CREATE VIEW visited_pages_per_minute AS
SELECT
window_time,
user_id,
ARRAY_AGG(url) AS urls
FROM TABLE(TUMBLE(TABLE examples.marketplace.clicks, DESCRIPTOR(`$rowtime`), INTERVAL '1' MINUTE))
GROUP BY window_start, window_end, window_time, user_id;
A view is like a virtual table. It is not materialized. It is executed whenever it used in another query.
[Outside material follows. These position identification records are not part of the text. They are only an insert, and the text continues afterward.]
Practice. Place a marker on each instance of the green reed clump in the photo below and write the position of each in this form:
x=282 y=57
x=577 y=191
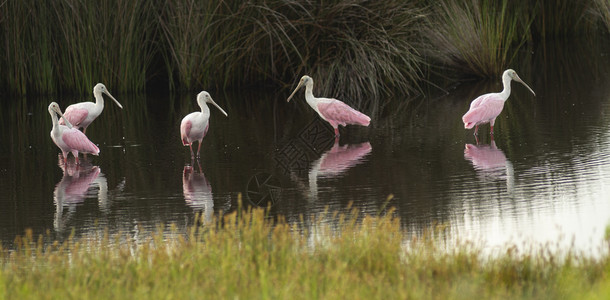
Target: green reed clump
x=562 y=17
x=108 y=41
x=26 y=62
x=246 y=254
x=601 y=9
x=478 y=37
x=71 y=45
x=352 y=48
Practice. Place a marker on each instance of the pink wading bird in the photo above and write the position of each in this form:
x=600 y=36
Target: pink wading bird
x=485 y=108
x=195 y=125
x=331 y=110
x=67 y=138
x=81 y=114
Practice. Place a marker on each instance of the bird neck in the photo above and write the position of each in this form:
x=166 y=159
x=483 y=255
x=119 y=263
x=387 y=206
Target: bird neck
x=55 y=129
x=99 y=100
x=311 y=100
x=506 y=91
x=205 y=109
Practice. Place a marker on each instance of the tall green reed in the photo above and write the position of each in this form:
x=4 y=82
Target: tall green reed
x=110 y=42
x=478 y=37
x=27 y=39
x=248 y=255
x=352 y=48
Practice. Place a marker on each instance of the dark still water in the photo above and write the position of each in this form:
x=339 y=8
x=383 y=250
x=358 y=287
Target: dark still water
x=544 y=179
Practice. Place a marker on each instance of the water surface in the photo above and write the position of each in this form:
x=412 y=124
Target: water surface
x=544 y=178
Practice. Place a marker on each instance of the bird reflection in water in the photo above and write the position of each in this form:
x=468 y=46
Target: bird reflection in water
x=490 y=163
x=333 y=163
x=73 y=188
x=198 y=192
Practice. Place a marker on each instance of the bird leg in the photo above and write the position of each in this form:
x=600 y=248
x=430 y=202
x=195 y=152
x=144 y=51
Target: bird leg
x=65 y=155
x=192 y=154
x=199 y=149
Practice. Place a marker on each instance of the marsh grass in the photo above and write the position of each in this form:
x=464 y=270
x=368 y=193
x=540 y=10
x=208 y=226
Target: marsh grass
x=601 y=8
x=71 y=45
x=246 y=254
x=356 y=50
x=478 y=37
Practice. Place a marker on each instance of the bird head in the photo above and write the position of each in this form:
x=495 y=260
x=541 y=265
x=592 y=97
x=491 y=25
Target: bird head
x=101 y=88
x=204 y=97
x=54 y=109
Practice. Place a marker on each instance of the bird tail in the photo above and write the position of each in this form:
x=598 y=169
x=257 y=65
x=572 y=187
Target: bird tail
x=361 y=119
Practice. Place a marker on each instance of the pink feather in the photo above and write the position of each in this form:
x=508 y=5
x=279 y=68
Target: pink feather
x=484 y=109
x=76 y=140
x=339 y=113
x=185 y=131
x=75 y=116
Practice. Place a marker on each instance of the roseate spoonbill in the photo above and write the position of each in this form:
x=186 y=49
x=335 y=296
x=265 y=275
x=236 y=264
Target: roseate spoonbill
x=485 y=108
x=195 y=125
x=331 y=110
x=82 y=114
x=67 y=138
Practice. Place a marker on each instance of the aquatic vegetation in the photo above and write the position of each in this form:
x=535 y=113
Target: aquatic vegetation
x=362 y=49
x=478 y=37
x=249 y=255
x=71 y=45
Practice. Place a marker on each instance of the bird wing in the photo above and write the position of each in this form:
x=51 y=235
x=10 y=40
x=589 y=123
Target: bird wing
x=485 y=109
x=335 y=111
x=185 y=129
x=74 y=115
x=77 y=140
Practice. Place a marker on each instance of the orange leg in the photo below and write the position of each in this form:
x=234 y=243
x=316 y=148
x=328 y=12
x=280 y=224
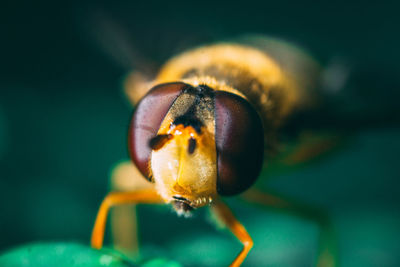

Views in many ways can be use like a table, e.g. you can describe it
DESCRIBE visited_pages_per_minute
which returns
Column Name Data Type Nullable Extras
window_time TIMESTAMP_LTZ(3) NOT NULL
user_id INT NOT NULL
urls ARRAY<STRING NOT NULL> NOT NULL
and select from it
SELECT * FROM visited_pages_per_minute LIMIT 1;
which returns
window_time user_id urls
2024-12-04T13:14:59.999Z 4929 [https://www.acme.com/product/aurlv, https://www.acme.com/product/nppwp]
If you are interested in the definition of a view that someone else created just
SHOW CREATE VIEW visited_pages_per_minute
which returns
CREATE VIEW visited_pages_per_minute (
`window_time`,
`user_id`,
`urls`
)
AS SELECT `window_time`, `user_id`, ARRAY_AGG(`url`) AS `urls`
FROM TABLE(TUMBLE(TABLE `examples`.`marketplace`.`clicks`, DESCRIPTOR(`$rowtime`), INTERVAL '1' MINUTE))
GROUP BY `window_start`, `window_end`, `window_time`, `user_id`
You can also ALTER
and DROP
views. As you can see, views and tables share the same namespace in the catalog. You
can not have a topic and a table (or topic) with the same name in the same database (or cluster).
Yet, there are also differences between views and tables. Most importantly - as mentioned before - views are not
materialized: there is neither a Kafka topic nor a schema in SR that backs them. Also, views do not have the $rowtime
system column, do not support metadata columns and you can generally not define a watermark on them. If you think
about it, that makes sense, because the watermark is automatically derived by the source tables and the query that
define the views.
In order to use a view in Confluent Cloud, the principal needs access to both the view itself and all the tables and schemas that the view uses in its definition.
When to use a view? The main use case for a view is to encapsulate some logic so that it can be reused in many different queries by different users. This improves a layer of abstraction and improves maintainability and ease of use. If an expensive view is used in many places, it may make more sense to use a materialized views (a.ka. a table in CC Flink) to avoid redundant processing in all the queries that use the view.
As always (so far), the examples in here are runnable out of the box on Confluent Cloud.